Depois de, no sábado, o atleta limiano ter revalidado o título em K1 1000 metros, ontem, na final de K1 5000 conquistou mais uma medalha - a de prata - tendo apenas sido batido ao sprint pelo alemão Max Hoff, que gastou 19.21,220 minutos, menos 1,420 segundos do que o português e 8,320 segundos do que o norueguês Eivind Vold.

O atleta do Clube Náutico de Ponte de Lima disputou a vitória até aos metros finais, mas acabou por não conseguir revalidar também o título em K1 5000 metros.
Pimenta encerra, assim, o Europeu com chave de ouro e boas perspectivas para o Mundial a disputar-se na República Checa, entre 23 e 27 de Agosto, já que deu a Portugal duas das três medalhas que a equipa nacional trouxe de terras búlgaras.

“É o sonho de qualquer desportista, mas primeiro é preciso ter os pés bem assentes no chão. O nível da canoagem está muito alto”, lembrou o canoísta em alusão à preparação para a competição e o sonho da conquista de um inédito título mundial.
A outra medalha para Portugal coube à dupla Joana Vasconcelos e Francisca Laia, que conquistou, ontem, a medalha de prata em K2 200 metros. A dupla portuguesa correu a distância em 36,777 segundos, a 0,250 das ucranianas Mariia Kichasova e Anastasiya Horlova e com uma vantagem de 0,340 sobre as polacas Dominika Wlodarczyk e Katarzyna Kolodziejczyk.

“Balanço muito positivo”

O técnico nacional de canoagem, Ryszard Hoppe, fez um balanço “muito positivo” das suas tripulações nos Europeus da Bulgária, com seis finais em sete possíveis e a prata de Joana Vasconcelos e Francisca Laia em K2 200.
“Participámos com sete barcos e seis foram à final. E ficámos muito contentes com a prata da Joana e Francisca, pois participaram barcos muito fortes. Só temos de continuar a trabalhar e juntar mais raparigas”, referiu.

Em declarações à Lusa, Hoppe considerou que a prata poderia ter sido ouro, caso Joana Vasconcelos não se tivesse desgastado duas horas antes na final de K2 500 com Teresa Portela, admitindo que essa diferença “não permite recuperar a 100 por cento”. “O importante é que mostraram potência, que vai ser útil para colocar no Mundial no K2 e K4 500”, destacou.
Ryszard Hoppe valorizou muito o facto de as embarcações femininas se terem apurado para a final das três distâncias olímpicas (K1 200, K2 e K4 500), minimizando o facto de nenhuma das tripulações ter andado nos lugares da frente na final.

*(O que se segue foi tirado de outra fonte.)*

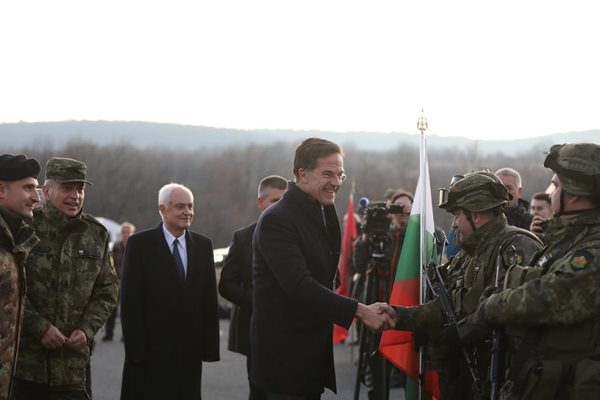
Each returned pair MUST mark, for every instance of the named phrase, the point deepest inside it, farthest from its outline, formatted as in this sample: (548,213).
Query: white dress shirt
(182,246)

“Foi muito importante o K4 ter entrado para o projecto olímpico. Isso vai dar-nos calma mais para a frente. Para o Mundial a Márcia Aldeias vai entrar para o lugar da Maria Cabrita para tentar o mesmo. E alargar as opções. Para o ano quero ter seis, sete canoístas a lutar”, vincou, saudando o regresso de Teresa Portela ao grupo e lembrando que o desempenho está de acordo com o que esperava.